Banana Puff Puff is the traditional Nigerian Puff puff with a little twist. It is simply delicious with an inviting banana taste. This is another yummy way to use up over ripe bananas, if you don’t want to make Banana cake, smoothies or Pancakes. Here’s how to prepare it …Enjoy!
This recipe makes about 20+ medium sized Banana Puff Puffs
- 2 over ripe Bananas
- 350g of Plain Flour
- 75g Sugar (caster/castor sugar)
- 1 tablespoonful Dry baking yeast
- A pinch of Nutmeg (optional)
- A pinch of Salt
- Vegetable Oil (for frying)
- About 1& half cups OR 200ml of Lukewarm water (more or less, until you get a dropping but not watery consistency)
- Mash the bananas until into a paste.
- Add the sugar, salt and nutmeg into the mashed banana bowl and mix thoroughly.
- Add the flour and the yeast,and mix together. If you are making use of fresh yeast, dissolve the yeast in warm water and add it.
- Gradually, add the lukewarm water and mix thoroughly until there are no lumps, and the batter is smooth and of dropping consistency, but make sure it is not watery.

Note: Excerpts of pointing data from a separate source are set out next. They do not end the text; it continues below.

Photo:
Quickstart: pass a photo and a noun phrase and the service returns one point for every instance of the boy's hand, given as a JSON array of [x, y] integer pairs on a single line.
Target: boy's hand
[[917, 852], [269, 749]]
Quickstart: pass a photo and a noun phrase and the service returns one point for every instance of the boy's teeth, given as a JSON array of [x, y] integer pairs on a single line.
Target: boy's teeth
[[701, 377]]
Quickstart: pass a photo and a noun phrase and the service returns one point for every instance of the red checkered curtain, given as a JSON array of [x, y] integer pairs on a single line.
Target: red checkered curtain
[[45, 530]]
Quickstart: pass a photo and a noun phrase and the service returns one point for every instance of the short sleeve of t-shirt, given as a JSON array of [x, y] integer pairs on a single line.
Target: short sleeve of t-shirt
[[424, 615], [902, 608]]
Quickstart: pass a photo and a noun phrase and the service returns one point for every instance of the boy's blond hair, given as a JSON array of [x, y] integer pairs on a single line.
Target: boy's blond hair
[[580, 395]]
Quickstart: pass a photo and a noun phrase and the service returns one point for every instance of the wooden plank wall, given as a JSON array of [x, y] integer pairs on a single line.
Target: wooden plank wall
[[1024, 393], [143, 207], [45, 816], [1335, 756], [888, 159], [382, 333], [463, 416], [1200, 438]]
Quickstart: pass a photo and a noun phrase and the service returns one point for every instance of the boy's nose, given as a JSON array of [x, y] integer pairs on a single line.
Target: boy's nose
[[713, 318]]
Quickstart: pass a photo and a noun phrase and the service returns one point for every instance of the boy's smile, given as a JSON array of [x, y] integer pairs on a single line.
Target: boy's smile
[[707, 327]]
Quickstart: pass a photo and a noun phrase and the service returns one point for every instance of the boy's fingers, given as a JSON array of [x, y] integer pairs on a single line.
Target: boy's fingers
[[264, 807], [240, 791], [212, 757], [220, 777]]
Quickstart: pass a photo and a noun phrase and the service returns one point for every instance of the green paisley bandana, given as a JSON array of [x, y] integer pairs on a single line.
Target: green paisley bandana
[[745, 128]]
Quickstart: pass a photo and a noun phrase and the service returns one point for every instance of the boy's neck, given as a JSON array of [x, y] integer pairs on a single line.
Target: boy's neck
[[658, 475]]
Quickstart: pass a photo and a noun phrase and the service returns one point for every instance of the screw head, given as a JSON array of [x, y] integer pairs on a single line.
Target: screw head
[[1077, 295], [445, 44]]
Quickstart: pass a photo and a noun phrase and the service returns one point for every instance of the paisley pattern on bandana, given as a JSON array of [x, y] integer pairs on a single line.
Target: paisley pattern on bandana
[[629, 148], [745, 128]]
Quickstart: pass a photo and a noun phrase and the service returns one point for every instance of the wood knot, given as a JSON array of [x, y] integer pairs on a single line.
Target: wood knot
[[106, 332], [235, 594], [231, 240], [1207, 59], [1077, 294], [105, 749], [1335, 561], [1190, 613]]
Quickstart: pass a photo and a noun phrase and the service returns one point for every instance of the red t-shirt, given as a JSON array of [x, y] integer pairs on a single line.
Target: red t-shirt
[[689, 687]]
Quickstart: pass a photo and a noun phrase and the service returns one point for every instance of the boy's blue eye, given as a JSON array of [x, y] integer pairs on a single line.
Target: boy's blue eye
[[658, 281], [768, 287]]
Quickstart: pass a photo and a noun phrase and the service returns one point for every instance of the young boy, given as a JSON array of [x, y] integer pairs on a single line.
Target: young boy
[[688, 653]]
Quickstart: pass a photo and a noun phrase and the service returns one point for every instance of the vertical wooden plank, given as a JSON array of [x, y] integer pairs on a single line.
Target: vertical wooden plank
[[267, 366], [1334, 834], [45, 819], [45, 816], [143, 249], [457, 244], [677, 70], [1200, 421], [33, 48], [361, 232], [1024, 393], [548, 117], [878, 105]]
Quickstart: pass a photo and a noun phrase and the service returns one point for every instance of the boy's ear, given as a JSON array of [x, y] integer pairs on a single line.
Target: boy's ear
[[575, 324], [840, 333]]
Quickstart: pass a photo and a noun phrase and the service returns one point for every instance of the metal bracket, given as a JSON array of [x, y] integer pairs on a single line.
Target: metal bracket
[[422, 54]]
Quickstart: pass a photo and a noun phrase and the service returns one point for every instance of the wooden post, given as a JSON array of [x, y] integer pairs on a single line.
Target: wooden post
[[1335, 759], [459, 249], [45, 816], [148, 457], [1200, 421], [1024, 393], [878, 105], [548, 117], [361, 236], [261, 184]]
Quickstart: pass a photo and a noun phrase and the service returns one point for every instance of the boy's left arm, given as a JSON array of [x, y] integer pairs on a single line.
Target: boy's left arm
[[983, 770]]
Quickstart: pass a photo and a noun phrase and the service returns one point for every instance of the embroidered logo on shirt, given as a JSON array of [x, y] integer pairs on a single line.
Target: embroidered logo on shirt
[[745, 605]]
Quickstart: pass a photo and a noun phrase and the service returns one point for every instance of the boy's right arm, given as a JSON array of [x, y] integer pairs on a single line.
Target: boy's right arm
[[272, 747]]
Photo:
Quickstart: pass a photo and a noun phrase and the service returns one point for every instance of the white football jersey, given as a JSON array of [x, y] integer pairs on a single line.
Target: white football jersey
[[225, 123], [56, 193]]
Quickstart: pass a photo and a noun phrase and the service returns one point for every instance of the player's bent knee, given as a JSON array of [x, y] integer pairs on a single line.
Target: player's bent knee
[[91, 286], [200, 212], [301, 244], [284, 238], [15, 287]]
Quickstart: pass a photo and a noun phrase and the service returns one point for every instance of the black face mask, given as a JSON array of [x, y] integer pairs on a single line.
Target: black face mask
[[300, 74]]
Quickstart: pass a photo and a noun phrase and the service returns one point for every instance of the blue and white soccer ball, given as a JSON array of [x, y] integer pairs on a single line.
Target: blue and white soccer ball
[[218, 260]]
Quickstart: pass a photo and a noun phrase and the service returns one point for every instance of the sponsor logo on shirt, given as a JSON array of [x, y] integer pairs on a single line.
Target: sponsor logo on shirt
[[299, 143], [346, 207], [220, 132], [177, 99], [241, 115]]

- Cover the bowl with an aluminium foil and leave the batter to rise for about 45 to 50 minutes.
Tip: To know if the batter is ready for frying, you will notice some air bubbles in it and also that the batter has doubled in size and is thicker and stretchy.
- Heat up the oil in a deep pot until hot; Punch down the batter, scoop onto your palm and drop into the hot oil.
Tip: the oil should be deep enough to cover an egg, so that when you drop the batter into the pot, you won’t get a flat puff puff.
- Fry until brown. Then transfer onto a sieve lined with serviettes and Enjoy!
Serve your Banana Puff Puff with a smoothie, juice or beverage.